Ch-10 Batch Processing With Unix Tools Part 2
Reducing side-joins and grouping
In a relational database setting data is usually normalized for faster queries. It is common for a record to have references to other records.
Coalescing such data is usually achieved by the means of a JOIN
operation. Another alternative is to denormalize data.
It can be expected that a database query is indexed, reducing the time it takes to fetch the records. MapReduce jobs don't have a concept of indexing. This leads to a full table-scan a very costly operation.

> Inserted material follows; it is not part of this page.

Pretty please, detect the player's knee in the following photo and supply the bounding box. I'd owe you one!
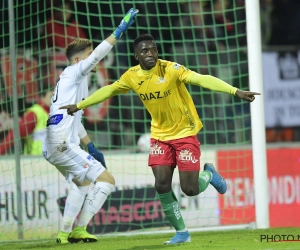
[181,185,199,196]
[155,182,171,194]
[96,170,115,185]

We see a common pattern in data processing:
entity | id | log |
---|---|---|
user | 105 | clicked button |
user | 296 | viewed profile of 134 |
user | 105 | login via email campaign |
user | 101 | changed settings |
user | 800 | searched for keyword |
... | ... | ... |
user_id | date-of-birth | |
---|---|---|
101 | beth@foo.com | 1991-05-12 |
105 | opa@kor.ea | 1998-10-11 |
296 | singh@bar.co.in | 1995-03-23 |
800 | potato@onion.gg | 1971-08-07 |
... | ... | ... |
To aggregate records we would have to perform a join on the user_id
field. Joining one by one would reduce the throughput,
cache efficiency would depend on data distribution, running a large number of these queries in parallel would overwhelm the database.
- To achieve a good throughput the computation should be local to a machine.
- We don't want to query a remote database since the results would be non-deterministic in that case.
- We copy the database (a backup).
- Load it in a distributed file system like HDFS.
- Use
MapReduce
to aggregate the data.